Paylaş
“Nasıl olsa yeneriz” diyorum içimden.. Hafifçe keyifleniyorum…
“Yenemezsek hadise olur” diye düşünüyorum. Sonra “Aman hadise olmasın” diyerek o kötü düşünceleri kafamdan kovuyorum.
Elimde de kağıt kalem. Not alacağım ya..
Hava soğuk mu soğuk...
“Hem Ramazan da takıma ısınmıştır” diyerek oturuyorum ama takım benim ayakta durmama neden oluyor.
Geçen maçta Ramazan’ın yaptığı centilmenliği hatırlıyorum. Hani tribünlerde bir seyirci bayılmıştı o da oraya koşarak maçın durdurmuş ve taraftar da ambülansla hastaneye götürülmüştü. Her şey galibiyet değildi. Sporun içinde “insanlık, barış, kardeşlik, centilmenlik” gibi duygular olmalıydı.
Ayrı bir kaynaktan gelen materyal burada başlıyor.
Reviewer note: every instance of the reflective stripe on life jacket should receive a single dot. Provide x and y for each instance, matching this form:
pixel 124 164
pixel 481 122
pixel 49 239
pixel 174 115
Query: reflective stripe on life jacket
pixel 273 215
Büyük Önder “Ben sporcunun Zeki Çevik ve Ahlaklısını” severim cümlesini düşünürken, maçın 20.30. dakikasında sağlam geliyorlar. Ve gol.. Kamera Yılmaz Vural’ı gösteriyor. Sevinç gösterisine izin vermiyor Yılmaz Hoca.. Belli ki maçın sonucuna konsantre olmuş. Sevinmiyor. Maçı istiyor. Eliyle oyuncularına devam işareti yapıyor.
Bu, beni yıllar önce Galatasaray’ın UEFA kupasına koştuğu yıllara götürüyor. GS Kupayı almadan önce bir İngiliz gazetesinde aynen şu yorum yapılıyordu:
“Kupaya Türk takımı çok daha yakın. Göreceksiniz onlar kupayı alacak. Çünkü, maça öyle bir konsantre çıkıyorlar, gol attıktan sonra bile doğru dürüst sevinmiyorlar. Bu, maç sonunda da böyle oluyor. Belli ki kendilerini kupayı kaldırmaya şartlamışlar”.. Bu yorum doğru çıkıyor ve GS o yıl kupayı alıyordu.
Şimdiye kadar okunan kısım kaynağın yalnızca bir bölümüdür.